Mas a estória é do Quintino, o bêbado magricela e raquítico,
de estatura mediana e levemente encurvada pela força de sua fraqueza física.
Quintino usava, quando não estava no trabalho nas roçadas de pasto ou limpa de
arroz, a camisa de tecido “volta ao mundo”, muito comum à época, por ser
barata, de um tecido fino, quase transparente, geralmente de mangas compridas,
compradas fiado na loja do Zé Arantes, no centro da cidade. Até hoje não
entendo porque tinham o nome de camisa “volta ao mundo”, já que bem feias e
ruins, não poderiam ser usadas nem para uma volta à região.
Quintino era só. Tinha irmãos, entre eles o Dito, “pé-de-cana”,
pitador e trabalhador braçal na roça também, e a irmã conhecida por "Das Neves". Mas já foi casado, ou pelo menos
morou com dona "Nestina", uma senhora baixinha que o largou logo pela pobreza e “pingaiada”
que acompanhava sempre o Quintino. Então Quintino era só, mas rodeado de
pessoas, uns conhecidos, alguns amigos, outros, colegas de boteco e de pinga.
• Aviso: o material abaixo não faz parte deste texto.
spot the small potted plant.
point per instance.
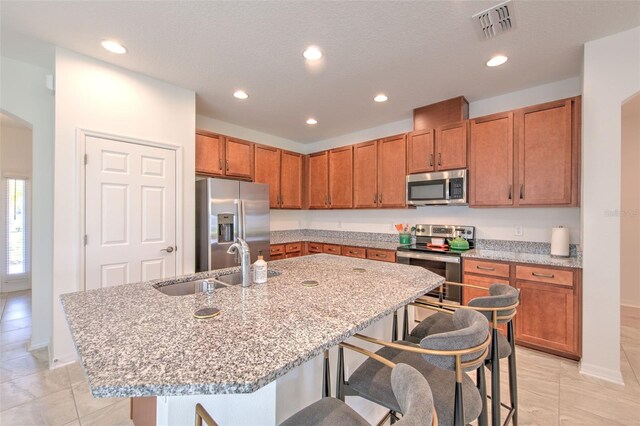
(404, 233)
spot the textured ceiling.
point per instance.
(415, 52)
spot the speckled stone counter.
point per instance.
(136, 341)
(521, 257)
(343, 238)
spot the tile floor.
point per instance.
(551, 390)
(30, 393)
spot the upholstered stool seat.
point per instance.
(373, 380)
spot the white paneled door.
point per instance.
(130, 213)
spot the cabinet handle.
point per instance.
(537, 274)
(485, 268)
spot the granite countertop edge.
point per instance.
(520, 257)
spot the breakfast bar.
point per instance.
(136, 341)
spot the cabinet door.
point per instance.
(546, 316)
(341, 178)
(451, 146)
(319, 180)
(291, 181)
(420, 151)
(491, 161)
(545, 154)
(209, 154)
(267, 170)
(239, 158)
(392, 172)
(365, 175)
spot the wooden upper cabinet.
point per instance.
(239, 158)
(451, 146)
(545, 154)
(365, 175)
(318, 178)
(291, 180)
(420, 151)
(341, 178)
(491, 161)
(267, 170)
(392, 171)
(209, 154)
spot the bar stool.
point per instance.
(499, 308)
(443, 359)
(409, 387)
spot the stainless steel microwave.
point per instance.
(437, 188)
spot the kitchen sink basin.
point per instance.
(197, 286)
(236, 278)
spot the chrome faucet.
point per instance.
(242, 248)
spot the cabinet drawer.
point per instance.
(486, 268)
(562, 277)
(331, 248)
(314, 247)
(354, 252)
(383, 255)
(277, 249)
(293, 248)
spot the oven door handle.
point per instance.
(425, 256)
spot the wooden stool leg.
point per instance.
(513, 375)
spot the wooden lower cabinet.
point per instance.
(382, 255)
(549, 316)
(354, 252)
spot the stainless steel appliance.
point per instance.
(438, 188)
(438, 259)
(226, 210)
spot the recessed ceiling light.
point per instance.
(240, 94)
(114, 47)
(497, 60)
(312, 53)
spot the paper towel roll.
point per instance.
(560, 241)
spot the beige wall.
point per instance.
(630, 204)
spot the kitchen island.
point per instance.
(255, 363)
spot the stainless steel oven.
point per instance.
(444, 265)
(446, 188)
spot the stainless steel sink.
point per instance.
(188, 287)
(236, 278)
(198, 286)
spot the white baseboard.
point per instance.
(34, 345)
(627, 305)
(62, 360)
(613, 376)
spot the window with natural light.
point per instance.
(17, 261)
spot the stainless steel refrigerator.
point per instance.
(226, 210)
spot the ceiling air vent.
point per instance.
(495, 20)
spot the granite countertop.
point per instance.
(136, 341)
(382, 245)
(521, 257)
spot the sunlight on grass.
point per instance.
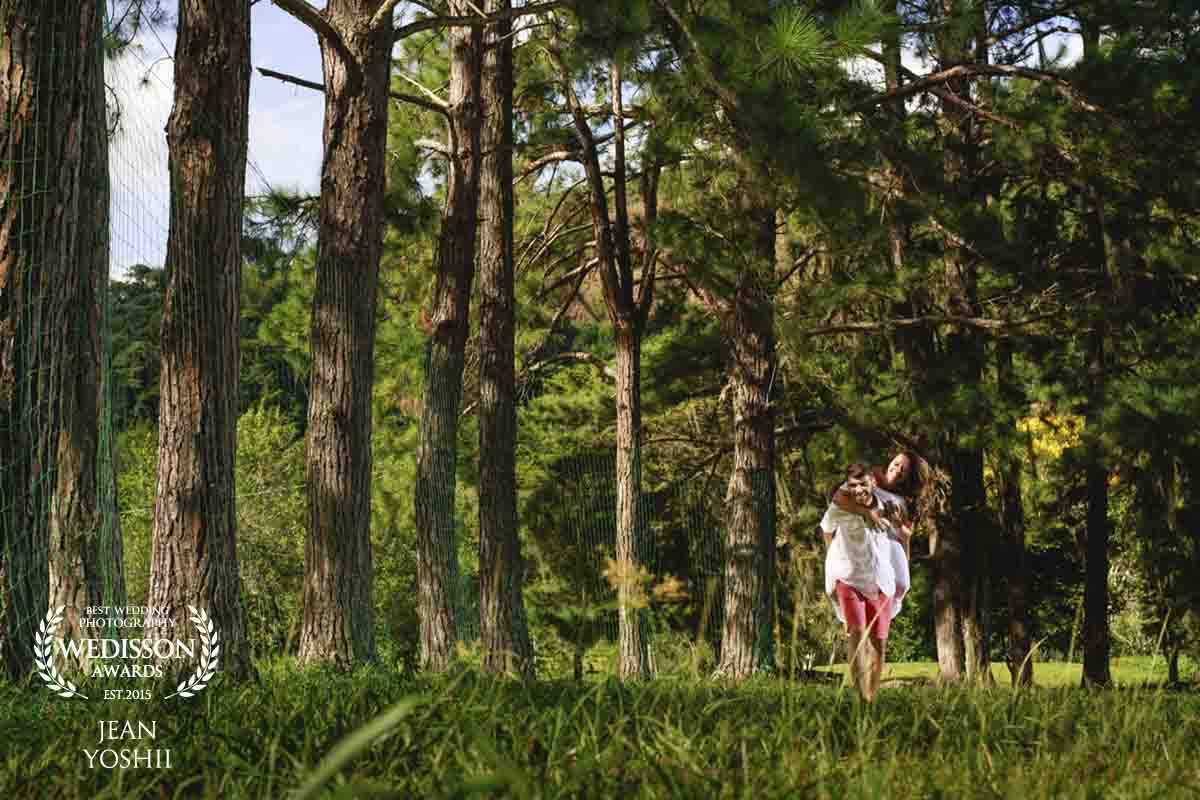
(1132, 671)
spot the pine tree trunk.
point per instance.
(195, 553)
(961, 577)
(747, 639)
(85, 549)
(46, 82)
(630, 531)
(1012, 517)
(627, 312)
(976, 563)
(503, 626)
(1096, 553)
(437, 565)
(337, 623)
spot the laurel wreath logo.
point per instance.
(210, 650)
(45, 660)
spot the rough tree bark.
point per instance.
(748, 632)
(1012, 517)
(503, 625)
(355, 38)
(46, 80)
(437, 559)
(85, 555)
(628, 307)
(195, 551)
(1096, 554)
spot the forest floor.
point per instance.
(471, 735)
(1129, 671)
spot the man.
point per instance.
(861, 578)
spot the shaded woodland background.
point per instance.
(532, 388)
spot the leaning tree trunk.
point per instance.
(46, 84)
(1096, 549)
(337, 625)
(1012, 518)
(437, 558)
(633, 643)
(748, 633)
(1096, 553)
(503, 626)
(85, 543)
(195, 552)
(628, 306)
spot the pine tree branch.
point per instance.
(431, 23)
(312, 18)
(981, 323)
(707, 70)
(383, 13)
(316, 86)
(918, 84)
(439, 148)
(443, 106)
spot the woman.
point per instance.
(859, 576)
(880, 499)
(895, 488)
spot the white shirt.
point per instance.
(861, 555)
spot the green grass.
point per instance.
(469, 735)
(1129, 671)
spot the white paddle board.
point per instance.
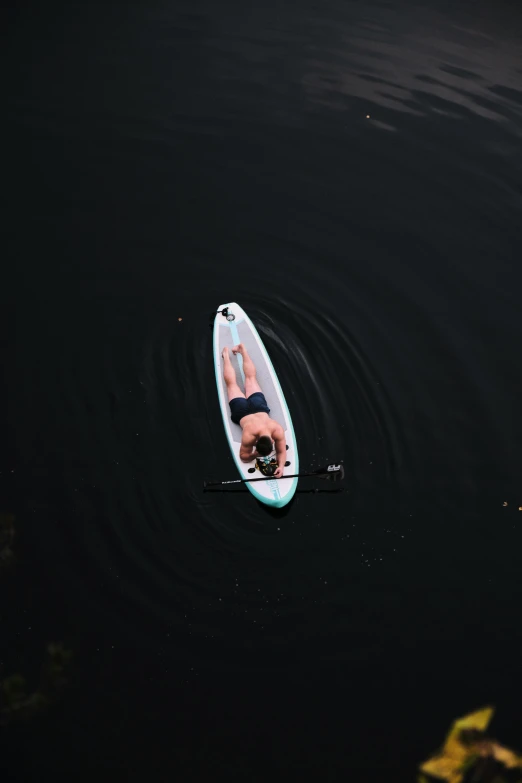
(231, 329)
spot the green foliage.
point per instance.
(469, 755)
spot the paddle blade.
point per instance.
(333, 473)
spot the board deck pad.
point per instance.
(275, 492)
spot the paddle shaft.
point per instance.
(268, 478)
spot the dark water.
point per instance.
(350, 174)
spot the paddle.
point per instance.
(332, 472)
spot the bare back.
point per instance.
(254, 423)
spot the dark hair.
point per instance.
(264, 445)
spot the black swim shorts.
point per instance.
(241, 406)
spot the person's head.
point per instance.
(264, 445)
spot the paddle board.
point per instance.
(230, 328)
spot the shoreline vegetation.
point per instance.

Certa vez Quintino apareceu com o olho esquerdo inchado,
tudo preto, aquela pelota feia no rosto, que só de ver dava um nó no estômago
da gente. Contou ele que “roçava um pasto que pegou prá fazer, ganhando por
dia, livre da “bóia” e, naquele “pega-pra-capar”, abanando a foice pros lados e
jogando juquira pro ar, sem saber se “pegou ou capou”, deu de testa com uma
moita de tucum. Pensou com seus botões: agora “a bosta talha” e seguiu prá
cima, fazendo jus a sua fama de bom na foice e falando: - “Pouca bosta a gente
caga é na calça mesmo, vamos que vamos que é prá acabar logo!” A primeira
foiçada levou uma ruma de galhos, descobrindo um objeto acinzentado parecendo
uma cabaça seca, e na segunda foiçada metade do objeto também foi aos ares. Era
uma casa de marimbondo tatu, daquele que corre atrás do peão. Disse ele que a
primeira ferrada foi na “tampa do zói”. A foice voou longe, arremessada pelo
seu desespero. A camisa, remendada e de algodão, que usava no trabalho se
estendia na suas costas, dava até prá jogar truco, tamanha era a velocidade da
sua carreira. Conta Quintino que virou um “sendengo”, “esguachando no mundo”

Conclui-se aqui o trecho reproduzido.